At 3:45 Wednesday afternoon, the ground fell out from under my feet. My grandmother had left me a voicemail: “I want you to stop what you’re doing and pray. Platte Canyon High School and Fitzsimmons Middle School are – well, there’s a gunman inside Platte Canyon and there are students being held hostage. We don’t know yet what’s happening, who they are. They’ve gotten all the other students out of the high school. You’re mother doesn’t know anything nor does your father. Just get busy and pray – wherever you are, pray.” My brother is a sophomore at Platte Canyon High School in Bailey, Colorado.
It was the first time in my life that my legs simply gave way and I found myself sitting on the ground in the Dustbowl, unable to move. In hindsight, I recognize this reaction from stories I’ve heard friends tell – stories from the day an airplane flew into the building where their parents worked. But I had never felt this before.
I finally managed to stand – or rather, commanded myself to stand – and wandered up to my original destination: Campus Mail Services; a bit in a daze as I passed through the Eagle’s Nest, until a friend’s call broke through it. I sat down next to her, eyes empty, face and body slack. “What’s wrong?” she asked. I collapsed in her arms: I cried, she prayed.

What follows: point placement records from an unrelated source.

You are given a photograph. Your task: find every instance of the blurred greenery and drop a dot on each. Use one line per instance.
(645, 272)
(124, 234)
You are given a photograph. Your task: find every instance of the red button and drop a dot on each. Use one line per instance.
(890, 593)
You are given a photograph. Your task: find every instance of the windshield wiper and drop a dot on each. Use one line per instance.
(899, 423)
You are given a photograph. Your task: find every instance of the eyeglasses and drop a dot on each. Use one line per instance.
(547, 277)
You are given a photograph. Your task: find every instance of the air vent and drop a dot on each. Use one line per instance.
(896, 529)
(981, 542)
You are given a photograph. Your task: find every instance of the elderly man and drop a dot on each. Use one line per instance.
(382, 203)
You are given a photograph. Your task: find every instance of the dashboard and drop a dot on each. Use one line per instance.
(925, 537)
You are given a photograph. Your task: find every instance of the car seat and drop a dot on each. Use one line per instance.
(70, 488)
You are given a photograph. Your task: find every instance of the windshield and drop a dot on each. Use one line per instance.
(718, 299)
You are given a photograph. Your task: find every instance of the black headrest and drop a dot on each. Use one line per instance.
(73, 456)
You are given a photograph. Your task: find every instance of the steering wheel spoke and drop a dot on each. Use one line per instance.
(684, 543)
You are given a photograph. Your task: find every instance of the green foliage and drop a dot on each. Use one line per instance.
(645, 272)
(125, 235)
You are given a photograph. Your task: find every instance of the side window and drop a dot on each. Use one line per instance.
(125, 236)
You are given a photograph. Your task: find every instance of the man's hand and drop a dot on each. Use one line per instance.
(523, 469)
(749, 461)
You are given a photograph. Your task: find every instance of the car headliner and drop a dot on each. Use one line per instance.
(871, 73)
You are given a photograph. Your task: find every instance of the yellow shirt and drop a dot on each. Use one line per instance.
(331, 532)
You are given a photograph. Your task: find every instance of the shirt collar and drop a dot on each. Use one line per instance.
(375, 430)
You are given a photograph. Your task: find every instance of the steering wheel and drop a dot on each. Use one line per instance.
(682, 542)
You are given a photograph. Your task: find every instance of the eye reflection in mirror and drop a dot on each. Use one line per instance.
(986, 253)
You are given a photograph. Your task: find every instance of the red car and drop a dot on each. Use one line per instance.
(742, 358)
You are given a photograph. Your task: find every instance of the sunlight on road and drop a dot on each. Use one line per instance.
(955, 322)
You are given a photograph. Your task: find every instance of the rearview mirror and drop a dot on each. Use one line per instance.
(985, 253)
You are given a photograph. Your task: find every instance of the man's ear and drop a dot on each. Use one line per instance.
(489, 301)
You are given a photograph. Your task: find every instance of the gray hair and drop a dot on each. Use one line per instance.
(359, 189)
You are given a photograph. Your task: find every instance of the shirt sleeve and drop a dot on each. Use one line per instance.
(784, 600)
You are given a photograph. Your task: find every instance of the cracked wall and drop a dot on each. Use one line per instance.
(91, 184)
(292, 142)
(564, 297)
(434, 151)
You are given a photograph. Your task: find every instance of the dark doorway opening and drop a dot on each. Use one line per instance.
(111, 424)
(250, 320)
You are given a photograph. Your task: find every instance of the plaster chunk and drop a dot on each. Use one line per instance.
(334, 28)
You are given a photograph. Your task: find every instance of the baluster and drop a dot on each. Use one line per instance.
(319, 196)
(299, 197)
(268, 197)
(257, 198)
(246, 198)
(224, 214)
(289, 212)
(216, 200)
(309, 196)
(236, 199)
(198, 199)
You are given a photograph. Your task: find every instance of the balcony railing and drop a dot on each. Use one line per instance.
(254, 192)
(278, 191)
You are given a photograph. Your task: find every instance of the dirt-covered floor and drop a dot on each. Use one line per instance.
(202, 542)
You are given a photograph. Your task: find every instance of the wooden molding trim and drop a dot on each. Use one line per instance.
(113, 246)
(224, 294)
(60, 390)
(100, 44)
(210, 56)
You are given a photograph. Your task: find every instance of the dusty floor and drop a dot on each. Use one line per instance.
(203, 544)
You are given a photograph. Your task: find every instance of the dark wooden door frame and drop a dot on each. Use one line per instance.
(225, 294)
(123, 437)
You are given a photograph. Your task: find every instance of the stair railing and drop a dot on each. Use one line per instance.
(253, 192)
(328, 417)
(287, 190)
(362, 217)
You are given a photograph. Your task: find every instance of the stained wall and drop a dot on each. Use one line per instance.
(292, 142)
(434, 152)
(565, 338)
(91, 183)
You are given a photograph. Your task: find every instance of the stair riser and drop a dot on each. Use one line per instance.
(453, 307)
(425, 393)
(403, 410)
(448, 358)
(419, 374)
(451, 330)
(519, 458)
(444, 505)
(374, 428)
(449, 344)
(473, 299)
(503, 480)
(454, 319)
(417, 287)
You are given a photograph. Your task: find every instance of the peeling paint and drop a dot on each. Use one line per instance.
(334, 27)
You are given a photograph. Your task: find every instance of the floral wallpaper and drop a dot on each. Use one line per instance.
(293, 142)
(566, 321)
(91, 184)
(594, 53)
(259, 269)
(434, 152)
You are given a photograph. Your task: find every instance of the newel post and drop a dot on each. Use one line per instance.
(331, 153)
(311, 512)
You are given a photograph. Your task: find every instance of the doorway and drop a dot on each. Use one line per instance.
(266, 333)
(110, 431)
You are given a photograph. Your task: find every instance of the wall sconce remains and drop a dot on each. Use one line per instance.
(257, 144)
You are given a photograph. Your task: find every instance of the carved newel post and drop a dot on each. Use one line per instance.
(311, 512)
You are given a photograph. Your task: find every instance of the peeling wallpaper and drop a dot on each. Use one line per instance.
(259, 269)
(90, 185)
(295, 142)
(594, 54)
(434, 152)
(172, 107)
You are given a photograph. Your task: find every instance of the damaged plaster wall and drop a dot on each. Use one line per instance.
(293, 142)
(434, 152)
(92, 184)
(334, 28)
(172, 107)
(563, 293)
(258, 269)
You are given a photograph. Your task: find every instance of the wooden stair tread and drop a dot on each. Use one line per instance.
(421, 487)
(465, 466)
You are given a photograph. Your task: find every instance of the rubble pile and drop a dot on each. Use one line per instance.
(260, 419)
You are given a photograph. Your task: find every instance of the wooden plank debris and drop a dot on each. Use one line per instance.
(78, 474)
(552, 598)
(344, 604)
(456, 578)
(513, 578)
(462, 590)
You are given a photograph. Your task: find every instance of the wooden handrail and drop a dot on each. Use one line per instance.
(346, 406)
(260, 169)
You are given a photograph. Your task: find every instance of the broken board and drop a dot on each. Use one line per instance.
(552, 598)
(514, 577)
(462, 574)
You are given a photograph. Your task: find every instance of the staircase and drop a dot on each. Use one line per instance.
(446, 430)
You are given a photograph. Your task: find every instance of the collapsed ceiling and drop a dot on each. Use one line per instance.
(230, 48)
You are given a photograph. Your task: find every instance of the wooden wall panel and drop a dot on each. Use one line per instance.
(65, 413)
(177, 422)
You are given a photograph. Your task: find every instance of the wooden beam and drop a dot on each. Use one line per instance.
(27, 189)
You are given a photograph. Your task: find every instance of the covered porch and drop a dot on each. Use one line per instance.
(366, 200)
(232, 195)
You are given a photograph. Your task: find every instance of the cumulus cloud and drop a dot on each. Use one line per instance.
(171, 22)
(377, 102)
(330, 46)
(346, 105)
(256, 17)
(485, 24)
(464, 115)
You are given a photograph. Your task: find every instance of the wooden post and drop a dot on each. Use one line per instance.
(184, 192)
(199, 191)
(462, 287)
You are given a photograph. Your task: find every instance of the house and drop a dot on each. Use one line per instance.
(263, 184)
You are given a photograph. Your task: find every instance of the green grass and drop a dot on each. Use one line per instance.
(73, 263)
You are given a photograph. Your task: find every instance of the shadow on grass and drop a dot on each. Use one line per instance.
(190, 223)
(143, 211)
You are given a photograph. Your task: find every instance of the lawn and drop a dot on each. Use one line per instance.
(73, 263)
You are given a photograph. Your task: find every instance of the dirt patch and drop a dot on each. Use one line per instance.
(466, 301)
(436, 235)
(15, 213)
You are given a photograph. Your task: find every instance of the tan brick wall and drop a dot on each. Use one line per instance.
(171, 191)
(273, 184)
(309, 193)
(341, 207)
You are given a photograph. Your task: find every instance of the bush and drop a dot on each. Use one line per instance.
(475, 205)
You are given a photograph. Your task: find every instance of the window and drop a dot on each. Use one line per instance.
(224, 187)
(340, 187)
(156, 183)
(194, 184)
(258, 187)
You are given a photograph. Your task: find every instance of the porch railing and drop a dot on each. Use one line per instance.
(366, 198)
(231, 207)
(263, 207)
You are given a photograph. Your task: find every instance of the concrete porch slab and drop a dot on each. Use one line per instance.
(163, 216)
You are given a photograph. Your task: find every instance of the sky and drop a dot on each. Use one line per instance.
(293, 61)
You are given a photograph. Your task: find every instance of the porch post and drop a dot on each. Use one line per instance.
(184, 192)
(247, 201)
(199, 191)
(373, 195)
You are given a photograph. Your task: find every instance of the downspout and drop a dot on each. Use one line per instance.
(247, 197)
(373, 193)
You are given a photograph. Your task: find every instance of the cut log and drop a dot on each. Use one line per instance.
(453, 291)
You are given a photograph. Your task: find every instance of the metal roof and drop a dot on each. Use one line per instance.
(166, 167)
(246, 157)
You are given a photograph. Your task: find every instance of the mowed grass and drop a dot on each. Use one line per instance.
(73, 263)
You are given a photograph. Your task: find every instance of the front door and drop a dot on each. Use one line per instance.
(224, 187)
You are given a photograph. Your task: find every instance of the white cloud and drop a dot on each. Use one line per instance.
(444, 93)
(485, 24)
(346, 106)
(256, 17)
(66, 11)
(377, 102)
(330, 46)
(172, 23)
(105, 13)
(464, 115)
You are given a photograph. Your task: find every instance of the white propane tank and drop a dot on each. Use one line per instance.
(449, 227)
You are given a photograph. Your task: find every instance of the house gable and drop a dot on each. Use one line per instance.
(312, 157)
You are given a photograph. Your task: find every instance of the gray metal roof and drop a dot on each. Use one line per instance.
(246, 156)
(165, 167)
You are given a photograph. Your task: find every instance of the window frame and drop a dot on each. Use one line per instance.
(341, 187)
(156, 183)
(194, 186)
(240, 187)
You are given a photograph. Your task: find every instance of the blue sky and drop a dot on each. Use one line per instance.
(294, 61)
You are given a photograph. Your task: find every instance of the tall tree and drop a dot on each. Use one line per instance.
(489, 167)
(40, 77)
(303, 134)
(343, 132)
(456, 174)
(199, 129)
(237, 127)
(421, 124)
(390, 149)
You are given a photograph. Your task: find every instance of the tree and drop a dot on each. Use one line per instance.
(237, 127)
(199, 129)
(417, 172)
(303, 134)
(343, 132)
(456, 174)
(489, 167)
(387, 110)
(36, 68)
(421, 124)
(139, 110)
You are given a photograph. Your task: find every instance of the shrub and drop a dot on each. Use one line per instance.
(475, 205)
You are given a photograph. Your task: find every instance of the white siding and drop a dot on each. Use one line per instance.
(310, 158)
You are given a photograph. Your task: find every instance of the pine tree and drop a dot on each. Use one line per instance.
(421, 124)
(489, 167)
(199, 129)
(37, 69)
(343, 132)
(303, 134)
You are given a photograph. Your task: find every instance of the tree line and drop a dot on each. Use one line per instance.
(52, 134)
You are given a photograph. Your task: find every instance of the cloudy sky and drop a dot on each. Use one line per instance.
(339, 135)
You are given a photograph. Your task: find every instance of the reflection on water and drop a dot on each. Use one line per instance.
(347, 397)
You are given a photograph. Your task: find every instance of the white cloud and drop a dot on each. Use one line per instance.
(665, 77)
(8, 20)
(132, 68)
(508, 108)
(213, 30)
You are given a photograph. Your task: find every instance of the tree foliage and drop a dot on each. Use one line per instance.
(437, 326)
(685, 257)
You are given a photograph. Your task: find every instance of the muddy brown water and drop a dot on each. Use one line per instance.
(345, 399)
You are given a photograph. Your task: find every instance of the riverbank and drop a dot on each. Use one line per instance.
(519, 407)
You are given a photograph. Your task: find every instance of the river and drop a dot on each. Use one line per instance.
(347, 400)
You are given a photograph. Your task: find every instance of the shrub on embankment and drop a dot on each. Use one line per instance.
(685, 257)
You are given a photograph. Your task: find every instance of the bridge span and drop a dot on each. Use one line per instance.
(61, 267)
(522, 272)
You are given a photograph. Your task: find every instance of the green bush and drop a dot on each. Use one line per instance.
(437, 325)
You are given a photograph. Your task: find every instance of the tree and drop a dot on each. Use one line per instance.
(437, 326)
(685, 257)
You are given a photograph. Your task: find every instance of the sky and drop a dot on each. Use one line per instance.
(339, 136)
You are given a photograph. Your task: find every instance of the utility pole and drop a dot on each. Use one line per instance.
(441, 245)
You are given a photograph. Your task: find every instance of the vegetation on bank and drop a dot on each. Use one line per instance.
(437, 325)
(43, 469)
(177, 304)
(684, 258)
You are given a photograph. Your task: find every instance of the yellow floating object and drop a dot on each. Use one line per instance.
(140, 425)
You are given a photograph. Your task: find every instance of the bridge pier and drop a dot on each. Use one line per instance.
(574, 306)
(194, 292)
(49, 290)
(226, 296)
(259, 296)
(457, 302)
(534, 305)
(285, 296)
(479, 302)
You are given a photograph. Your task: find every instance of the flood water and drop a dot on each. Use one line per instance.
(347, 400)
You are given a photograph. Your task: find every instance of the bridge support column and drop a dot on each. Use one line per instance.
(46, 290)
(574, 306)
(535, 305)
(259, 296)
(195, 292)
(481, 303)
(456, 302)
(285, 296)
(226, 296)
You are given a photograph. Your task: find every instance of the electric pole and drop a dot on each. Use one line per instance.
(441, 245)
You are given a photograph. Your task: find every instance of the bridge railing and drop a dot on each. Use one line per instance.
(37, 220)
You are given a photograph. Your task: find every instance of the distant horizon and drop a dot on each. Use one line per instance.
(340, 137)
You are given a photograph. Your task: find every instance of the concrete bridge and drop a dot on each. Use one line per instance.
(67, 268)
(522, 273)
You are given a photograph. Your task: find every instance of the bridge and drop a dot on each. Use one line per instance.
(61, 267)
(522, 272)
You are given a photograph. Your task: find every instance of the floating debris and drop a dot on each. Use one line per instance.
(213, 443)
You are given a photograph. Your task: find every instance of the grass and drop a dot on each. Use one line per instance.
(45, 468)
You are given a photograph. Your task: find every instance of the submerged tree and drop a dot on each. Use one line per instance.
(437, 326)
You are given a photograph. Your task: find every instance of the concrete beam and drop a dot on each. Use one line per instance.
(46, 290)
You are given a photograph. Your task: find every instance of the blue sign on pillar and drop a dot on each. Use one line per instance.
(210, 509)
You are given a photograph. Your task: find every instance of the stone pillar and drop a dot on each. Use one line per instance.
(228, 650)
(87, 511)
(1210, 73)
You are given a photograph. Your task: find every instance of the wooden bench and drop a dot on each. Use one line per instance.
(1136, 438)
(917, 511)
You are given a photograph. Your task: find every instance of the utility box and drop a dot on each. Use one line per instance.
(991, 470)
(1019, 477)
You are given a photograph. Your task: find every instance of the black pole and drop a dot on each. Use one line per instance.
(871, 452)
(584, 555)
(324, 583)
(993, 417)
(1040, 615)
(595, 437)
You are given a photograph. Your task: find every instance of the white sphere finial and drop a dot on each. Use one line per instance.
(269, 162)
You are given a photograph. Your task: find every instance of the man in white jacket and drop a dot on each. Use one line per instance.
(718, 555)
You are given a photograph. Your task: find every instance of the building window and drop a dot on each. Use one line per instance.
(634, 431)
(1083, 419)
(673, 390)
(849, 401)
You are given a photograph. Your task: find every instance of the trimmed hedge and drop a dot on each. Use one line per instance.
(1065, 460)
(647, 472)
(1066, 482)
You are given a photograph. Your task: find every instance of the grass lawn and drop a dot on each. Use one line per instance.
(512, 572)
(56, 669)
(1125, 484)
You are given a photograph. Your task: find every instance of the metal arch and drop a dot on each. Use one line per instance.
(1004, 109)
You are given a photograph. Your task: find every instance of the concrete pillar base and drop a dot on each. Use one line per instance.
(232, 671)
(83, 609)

My grandmother told me to pray: my friend did, but I couldn’t. I mouthed the words and held her hands; but there was nothing but hot tears. And when the tears ended, I could talk and engage in conversation; I could even for a while lose conscious thought of the crisis 2000 miles away. But then it would return, not now with tears but with nothing: emptiness inside.
I remember the next few hours as a series of wanderings, interspersed with conversations, condolences, and prayers: but none of the prayers were mine, and the emptiness remained. If I thought about it enough, I could probably determine a sequential chronology; but the only remnants of an absolute chronology are the time stamps of the calls in my cell phone.
Finally, the one phone call came: Mom was home with Evan, safe. I talked to him, heard his voice: as present as the bird in the tree above, but untouchable – I could not give him a hug. But time started again. I could start thinking about it objectively, because my brother was there again.
There was something inside again: no longer emptiness, but a yearning, not for myself, but for him. What could I do for him? How could I reach out to him? How could I make it better? How could I give him a hug?
The question that has settled in my mind and heart in the days since is, what can I do, not only for him, but for the larger community affected? What can I do as a human being, touched by human tragedy, to respond to it?
The first thing that I will do is to reaffirm my commitment to Life, for this tragedy is ultimately a failure, not only of the gunman, but of society as a whole, to live out a respect for human life. I have often been active in the pro-Life movement, i.e. working against abortion, euthanasia, capital punishment, and infanticide. My socially just passions cry out for the innocent, born and unborn; for the infirm (and increasingly disrespected) elderly; and for the souls of men who have sinned, for though we may punish them on earth, the punishment of death is reserved to God.
But if I am pro-life, then I am for all Life. As I cannot countenance the destruction of a life in the womb, neither can I countenance the taking of an innocent human life by other means. Furthermore, I have a responsibility not only not to countenance it, but to actively oppose it, and this responsibility will witness itself to the world in an affirmation of the value and dignity of each and every human life. I therefore resolve that not a day now will go by during which I do not consciously witness my respect for human life.
My larger commitment is the means by which this witness shall be made: love. My Lord commanded me to do but two things: to love Him and to love my neighbor. My love for Him is strong; my love for my neighbor needs to be equally so. This is a central tenet of the Christian Faith: the Truth lies not in oneself but in the other, and to love the Truth is therefore to love the other. As one of my prayer cards says, "Jesus first, Others next, Yourself last."
This is no great secret that I have discovered: though a mystery, yet it is revealed in our human nature every day. The outpouring of love within the Bailey community these past few days is proof enough of that. Though I cannot be next to my brother now to comfort him, nor can I personally offer this love to my grieving community there, I can affirm my love among my community here in Boston. Stop what you are doing right now and think about the people around you. Stop and give your friend a hug. Stop and affirm your charity to a perfect stranger. Say, “I love you.” And then do it.